# On This Day in History . . .



## Kevin (Jul 29, 2015)

On this day:


1778 French Vice-Admiral Count d’Estaing establishes contact with the Continental Army, which is waiting for his help to retake Rhode Island.

1862 Yankee soldiers capture Confederate spy Marie Isabella “Belle” Boyd
1909 GM buys Cadillac
1921 Adolf Hitler named Fuhrer of Nazi party 
1945 Japs sink USS Indianapolis
1958 NASA was created
1965 101st Airborne arrives in Vietnam
1967 Doors first #1 hit Light My Fire

There's more but those caught my eye.

Reactions: Like 6


----------



## TimR (Jul 29, 2015)



Reactions: Like 2


----------



## gman2431 (Jul 30, 2015)

Good ole Morrison. You guys seen the movie? What a trip. "Where's your will to be weird" 

I always find the "this day in history" stuff very interesting.

Reactions: Like 1


----------



## phinds (Jul 30, 2015)

Kevin said:


> 1967 Doors first #1 hit Light My Fire


This is the only one that matters.

Reactions: Like 1 | Agree 1


----------



## Kevin (Jul 30, 2015)

On this day:


*1502 - *Christopher Columbus landed at Guanaja in the Bay Islands off the coast of Honduras during his fourth voyage

*1729 *- The city of Baltimore was founded in Maryland.

*1867* - Texas Governor James Throckmorton was removed from office for being an "impediment to Reconstruction." 

*1898 *- "Scientific America" carried the first magazine automobile ad. The ad was for the Winton Motor Car Company of Cleveland, OH. 

*1916* - In New York Harbor, German saboteurs set off an explosion at a munitions arsenal on Black Tom island. Seven people in Jersey City, NJ, were killed. Damage was caused as far away as the Brooklyn waterfront and Times Square.

*1930* - Uruguay won soccer's first World Cup. They beat Argentina 4-2.

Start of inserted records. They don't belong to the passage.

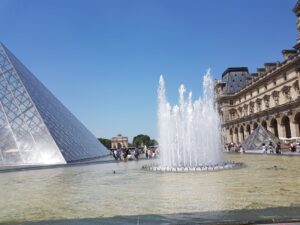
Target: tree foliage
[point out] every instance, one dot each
(105, 142)
(142, 140)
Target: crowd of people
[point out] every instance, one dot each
(269, 148)
(125, 154)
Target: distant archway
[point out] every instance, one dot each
(236, 131)
(242, 133)
(274, 126)
(248, 129)
(285, 122)
(297, 121)
(264, 124)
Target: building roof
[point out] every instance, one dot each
(235, 69)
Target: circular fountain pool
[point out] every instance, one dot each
(200, 168)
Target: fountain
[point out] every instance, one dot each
(189, 133)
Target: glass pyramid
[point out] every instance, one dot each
(35, 127)
(259, 137)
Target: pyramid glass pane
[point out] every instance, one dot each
(35, 127)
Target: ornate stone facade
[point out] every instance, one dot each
(271, 98)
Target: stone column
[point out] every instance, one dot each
(294, 127)
(281, 130)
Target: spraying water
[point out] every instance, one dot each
(189, 133)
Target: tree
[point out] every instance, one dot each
(142, 139)
(105, 142)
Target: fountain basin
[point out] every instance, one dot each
(200, 168)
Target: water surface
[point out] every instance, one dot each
(94, 191)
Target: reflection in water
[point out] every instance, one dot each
(93, 191)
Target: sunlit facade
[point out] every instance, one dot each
(270, 97)
(35, 127)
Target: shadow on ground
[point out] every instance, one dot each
(246, 216)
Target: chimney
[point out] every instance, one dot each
(287, 54)
(269, 66)
(260, 71)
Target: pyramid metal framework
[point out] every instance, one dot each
(35, 127)
(259, 137)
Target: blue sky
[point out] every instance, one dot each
(103, 58)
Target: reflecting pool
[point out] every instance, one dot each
(93, 192)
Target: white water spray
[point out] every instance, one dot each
(189, 133)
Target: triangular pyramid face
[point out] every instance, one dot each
(35, 127)
(259, 137)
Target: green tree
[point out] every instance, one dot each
(141, 140)
(105, 142)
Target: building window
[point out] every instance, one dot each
(275, 96)
(284, 76)
(286, 92)
(267, 101)
(258, 105)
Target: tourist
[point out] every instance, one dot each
(271, 147)
(298, 146)
(241, 149)
(278, 148)
(293, 147)
(264, 148)
(115, 154)
(146, 152)
(136, 153)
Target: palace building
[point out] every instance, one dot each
(270, 97)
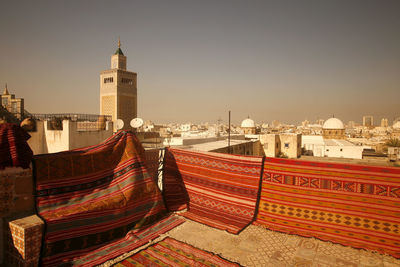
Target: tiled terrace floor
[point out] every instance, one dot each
(256, 246)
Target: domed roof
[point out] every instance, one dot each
(248, 123)
(333, 123)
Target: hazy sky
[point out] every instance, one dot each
(284, 60)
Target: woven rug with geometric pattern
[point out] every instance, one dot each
(171, 252)
(97, 202)
(219, 190)
(353, 205)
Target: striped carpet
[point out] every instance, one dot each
(171, 252)
(353, 205)
(97, 202)
(219, 190)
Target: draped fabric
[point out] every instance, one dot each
(97, 202)
(219, 190)
(353, 205)
(14, 149)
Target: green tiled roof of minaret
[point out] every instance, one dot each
(119, 51)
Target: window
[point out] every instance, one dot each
(109, 80)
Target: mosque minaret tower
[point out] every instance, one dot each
(118, 90)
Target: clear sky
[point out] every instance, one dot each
(284, 60)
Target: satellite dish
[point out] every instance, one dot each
(136, 123)
(119, 124)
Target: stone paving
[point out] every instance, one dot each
(256, 246)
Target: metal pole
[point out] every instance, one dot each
(229, 134)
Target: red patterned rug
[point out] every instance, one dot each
(353, 205)
(97, 202)
(14, 149)
(220, 190)
(171, 252)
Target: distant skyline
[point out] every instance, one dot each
(271, 60)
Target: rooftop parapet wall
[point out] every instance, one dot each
(47, 140)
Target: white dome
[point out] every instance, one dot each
(333, 123)
(248, 123)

*1942* - The WAVES were created by legislation signed by U.S. President Franklin D. Roosevelt. The members of the Women's Accepted for Volunteer Emergency Service were a part of the U.S. Navy. 

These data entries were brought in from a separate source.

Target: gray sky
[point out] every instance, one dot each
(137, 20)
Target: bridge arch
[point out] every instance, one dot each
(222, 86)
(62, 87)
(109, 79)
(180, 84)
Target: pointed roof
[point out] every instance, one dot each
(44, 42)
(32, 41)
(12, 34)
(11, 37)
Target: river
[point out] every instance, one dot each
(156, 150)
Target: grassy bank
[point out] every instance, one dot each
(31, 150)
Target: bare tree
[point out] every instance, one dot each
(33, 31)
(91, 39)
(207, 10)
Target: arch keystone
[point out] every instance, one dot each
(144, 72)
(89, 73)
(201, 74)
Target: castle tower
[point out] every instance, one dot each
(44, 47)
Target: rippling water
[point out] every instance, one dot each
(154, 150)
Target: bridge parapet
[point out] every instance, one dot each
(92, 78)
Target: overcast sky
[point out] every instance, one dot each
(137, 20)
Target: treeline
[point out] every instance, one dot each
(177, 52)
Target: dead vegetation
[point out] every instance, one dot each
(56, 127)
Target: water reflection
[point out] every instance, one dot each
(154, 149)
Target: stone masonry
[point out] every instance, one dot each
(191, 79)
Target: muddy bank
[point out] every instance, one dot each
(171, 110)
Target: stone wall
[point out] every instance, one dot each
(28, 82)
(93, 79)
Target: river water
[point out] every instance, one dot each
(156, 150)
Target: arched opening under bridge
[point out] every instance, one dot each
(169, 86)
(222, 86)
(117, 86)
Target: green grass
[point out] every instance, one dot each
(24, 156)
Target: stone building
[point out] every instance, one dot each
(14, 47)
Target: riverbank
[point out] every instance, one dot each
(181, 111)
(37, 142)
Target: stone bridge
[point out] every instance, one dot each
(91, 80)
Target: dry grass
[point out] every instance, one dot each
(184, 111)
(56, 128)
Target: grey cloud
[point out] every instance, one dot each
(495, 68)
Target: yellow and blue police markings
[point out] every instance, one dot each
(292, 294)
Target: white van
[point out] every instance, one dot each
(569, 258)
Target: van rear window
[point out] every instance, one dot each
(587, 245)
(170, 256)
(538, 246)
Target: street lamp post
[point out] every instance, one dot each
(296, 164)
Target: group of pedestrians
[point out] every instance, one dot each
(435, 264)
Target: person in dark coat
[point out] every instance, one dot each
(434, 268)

*1954* - Elvis Presley made his professional debut in Memphis at the Overton Park Shell. It was his first concert to be advertised. 

*1963* - The Beatles recorded "Roll Over Beethoven."

*1974* - The U.S. House of Representatives Judiciary Committee voted to impeach President Nixon for blocking the Watergate investigation and for abuse of power. 

*1998 *- A group of Ohio machine-shop workers (who call themselves the Lucky 13) won the $295.7 million Powerball jackpot. It was the largest-ever American lottery

Reactions: Like 2


----------